1b) When I hear the term "canonical ensemble", it tells me
 -- the temperature of the system is uniform across the ensemble, 
  i.e. all members of the ensemble have the same temperature.
 -- the number of particles in the system is uniform across
  the ensemble, i.e. all members of the ensemble have the
  same number of particles.

1c) When I hear the term "grand canonical ensemble", it tells me
 -- the temperature of the system is uniform across the ensemble, 
  i.e. all members of the ensemble have the same temperature
 -- the chemical potential of the system is uniform across
  the ensemble, i.e. all members of the ensemble have the
  same chemical potential.

These are not the most-general definitions, because we want the 
terms to apply to systems other than gases in containers, but this 
is a way of introducing the main ideas.

2) Implementation:

2a) The most-common way of making a microcanonical system is 
 to have all the containers have the same volume, and to have
 the walls be thermally insulated, and to have the walls be
 impervious to the gas particles.

 I'm not saying it is /necessary/ to have the volume be 
 uniform across the ensemble, but it is common and convenient.

2b) The most-common way of making a canonical ensemble is to
 tie the system to a humongous heat sink, and to have the walls
 be impervious to the gas particles.

2c) The most-common way of making a grand canonical ensemble is
 to tie the system to a humongous heat sink and also to tie it
 to a humongous reservoir of particles.


>        Some books say that N,E,V are constant for microcanonical ensemble.
> Some others say that only E and N are constant and V is not. They say
> that it can under go free expansion without changing either E or N.

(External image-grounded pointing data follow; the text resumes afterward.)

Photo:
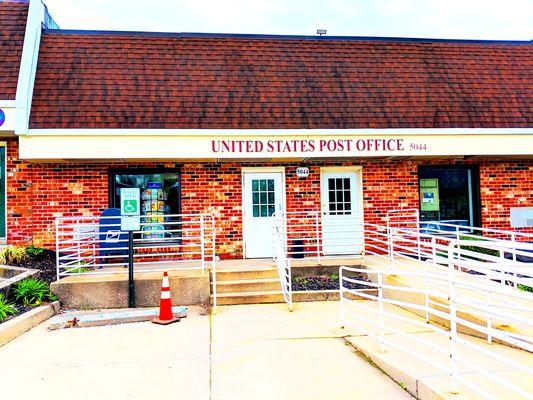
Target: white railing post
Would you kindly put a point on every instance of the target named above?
(391, 245)
(453, 317)
(426, 282)
(317, 231)
(503, 276)
(341, 296)
(214, 266)
(389, 236)
(381, 320)
(57, 248)
(489, 318)
(289, 288)
(513, 240)
(202, 241)
(78, 238)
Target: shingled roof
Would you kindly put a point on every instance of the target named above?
(127, 80)
(13, 15)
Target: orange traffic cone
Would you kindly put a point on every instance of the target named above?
(165, 305)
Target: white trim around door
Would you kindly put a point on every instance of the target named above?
(263, 193)
(342, 210)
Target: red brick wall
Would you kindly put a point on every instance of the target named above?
(504, 185)
(39, 192)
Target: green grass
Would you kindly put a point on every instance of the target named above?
(525, 288)
(32, 292)
(6, 309)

That is alarmingly open to misinterpretation.  There is potential
for confusion about the meaning of "constant".  I was careful to
not use the word "constant" until now.

In particular, suppose that our container is the usual setup with
a piston in a cylinder.  The volume will be not "constant" if we
move the piston, but still the volume will be /uniform/ across
all members of the ensemble.

So it is easily possible to have a microcanonical system where
the system undergoes expansion ... including free expansion, or
even non-free expansion against a piston.  The key idea is that 
at each moment during the expansion, the energy is uniform across 
the ensemble.

 -- Having the energy be uniform across the ensemble is important
  because it greatly simplifies the analysis (and is a big part
  of the definition of microcanonical).
 -- Having the volume be adjustable (in a way that keeps the
  energy uniform across the ensemble) is important because 
  otherwise it would be hard to define pressure.  Pressure is
  normally defined as ∂E/∂V at constant S.

There is a huge conceptual difference between 
 ++ "constant" meaning uniform across the ensemble, and
 ++ "constant" meaning immutable for all time.

Professionals are commonly confused about this;  it's little
wonder that students are confused.